Plusieurs raisons sont mobilisées pour établir un lien entre l’essor des négociations collectives et l’affaiblissement des luttes. La première pointe l’éloignement des syndicalistes vis-à-vis des salariés qu’impliquerait leur engagement dans le travail de négociation avec les directions. Parce que l’activité de négociation est une activité chronophage, elle aurait pour effet de déplacer le centre de gravité de l’action syndicale : autrefois située au cœur des bureaux et des ateliers au contact direct des salariés, l’action des représentants syndicaux se limiterait à présent essentiellement à des relations closes de face-à-face avec les directions. Ensuite, certains soulignent que les organisations syndicales ont tiré de leur intégration institutionnelle de nouvelles ressources (financières, matérielles, humaines) qui les dispenseraient d’avoir à engager un travail de syndicalisation autrefois indispensable pour récolter les cotisations nécessaires au financement de l’organisation[1]. Enfin, l’intégration des syndicalistes dans d’innombrables dispositifs institutionnels de concertation et de négociation aurait eu pour effet de les convertir à une « culture de la négociation » plus consensuelle[2].

 

Négociations et conflits : une combinaison plus qu’une opposition

Contrairement à l’image caricaturale qui en est souvent renvoyée, il ne fait aucun doute que les syndicalistes français ne sont pas « naturellement » réfractaires au principe et à la pratique de la négociation. Même si la manière de concevoir les « bonnes manières » de négocier divergent d’un syndicat à l’autre[3], l’immense majorité des militants syndicaux font de la recherche de compromis sociaux, au moyen de la négociation, la finalité légitime de leur action. Assurément, l’intense développement de la pratique de la négociation collective en entreprise, initié par les lois Auroux il y a trente ans, a effectivement contribué à bouleverser les pratiques des représentants syndicaux, en les amenant à faire du travail de représentation et de négociation une part essentielle de leur activité militante. Pour autant, le temps et l’énergie qu’ils y consacrent n’impliquent aucunement qu’ils aient renoncé à faire appel à la mobilisation des salariés, et à la grève en particulier. Les résultats de l’enquête REPONSE de 2004-2005 indiquent de façon claire et continue que, dans les pratiques des militants, le recours aux modes d’action protestataire et l’investissement dans la négociation ne s’opposent pas : au contraire, elles se combinent. C’est en effet dans les établissements où les réunions de négociation sont les plus fréquentes et où les thèmes de négociation discutés sont les plus variés, que les grèves et les autres formes de conflit collectif sont les plus fréquents. Dans les établissements où les négociations collectives ne sont pas (ou rarement) organisées, les grèves sont tout aussi rares[4].

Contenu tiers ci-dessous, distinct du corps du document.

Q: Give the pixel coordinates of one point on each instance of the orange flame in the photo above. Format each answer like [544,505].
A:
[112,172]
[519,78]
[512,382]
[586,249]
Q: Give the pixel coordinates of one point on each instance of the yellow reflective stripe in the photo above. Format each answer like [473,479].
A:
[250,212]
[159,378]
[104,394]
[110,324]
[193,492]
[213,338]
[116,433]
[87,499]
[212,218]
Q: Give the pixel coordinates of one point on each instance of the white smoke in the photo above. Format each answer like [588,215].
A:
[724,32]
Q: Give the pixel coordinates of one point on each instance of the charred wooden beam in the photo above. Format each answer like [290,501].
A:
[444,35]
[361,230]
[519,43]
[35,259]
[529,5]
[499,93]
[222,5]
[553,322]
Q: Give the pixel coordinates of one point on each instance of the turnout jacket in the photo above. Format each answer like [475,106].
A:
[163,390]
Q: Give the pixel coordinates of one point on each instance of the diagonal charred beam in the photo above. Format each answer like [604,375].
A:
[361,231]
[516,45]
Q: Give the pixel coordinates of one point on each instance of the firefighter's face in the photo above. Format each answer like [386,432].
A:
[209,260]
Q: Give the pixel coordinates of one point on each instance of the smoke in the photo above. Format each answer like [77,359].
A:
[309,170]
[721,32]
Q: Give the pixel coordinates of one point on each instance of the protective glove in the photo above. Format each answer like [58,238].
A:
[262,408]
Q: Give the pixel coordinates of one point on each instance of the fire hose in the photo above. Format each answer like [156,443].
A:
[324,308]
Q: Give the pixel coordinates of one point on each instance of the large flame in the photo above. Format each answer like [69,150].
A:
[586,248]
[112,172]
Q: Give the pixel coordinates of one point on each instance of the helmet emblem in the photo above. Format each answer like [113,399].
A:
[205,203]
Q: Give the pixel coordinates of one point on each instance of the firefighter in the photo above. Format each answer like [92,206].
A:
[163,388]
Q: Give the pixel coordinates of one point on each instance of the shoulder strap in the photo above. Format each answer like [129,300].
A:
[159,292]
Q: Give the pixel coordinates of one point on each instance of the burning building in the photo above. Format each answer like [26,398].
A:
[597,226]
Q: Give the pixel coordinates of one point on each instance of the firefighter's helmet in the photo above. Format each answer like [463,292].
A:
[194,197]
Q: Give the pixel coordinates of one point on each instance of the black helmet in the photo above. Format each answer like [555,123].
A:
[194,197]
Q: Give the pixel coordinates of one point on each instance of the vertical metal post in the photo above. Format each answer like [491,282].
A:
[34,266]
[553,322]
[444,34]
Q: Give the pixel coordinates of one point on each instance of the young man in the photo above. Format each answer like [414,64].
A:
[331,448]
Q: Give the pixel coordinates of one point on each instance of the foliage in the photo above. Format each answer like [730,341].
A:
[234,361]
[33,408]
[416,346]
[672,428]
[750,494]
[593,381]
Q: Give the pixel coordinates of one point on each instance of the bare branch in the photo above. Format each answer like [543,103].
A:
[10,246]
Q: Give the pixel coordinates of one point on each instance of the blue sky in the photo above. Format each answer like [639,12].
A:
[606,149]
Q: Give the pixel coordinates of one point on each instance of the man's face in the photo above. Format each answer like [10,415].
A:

Ce constat se vérifie pour la période 2008-2010 : quelque-soit leur taille, les établissements où se sont déroulées des négociations salariales ont davantage de probabilité d’avoir connu des conflits avec grèves ou des conflits sans grève (cf. graphique ci-dessous et tableau en annexe). En somme, l’absence de négociations collectives n’implique pas une plus grande propension des salariés à se mettre en grève. C’est plutôt l’inverse qui semble fonctionner.

Enquête REPONSE 2010-2011 – Volet RD. Lecture: 39% des établissements de plus de 100 salariés où se sont déroulées une négociation salariale ont connu grève contre 36% des établissements où il n’y a pas eu de négociation salariale.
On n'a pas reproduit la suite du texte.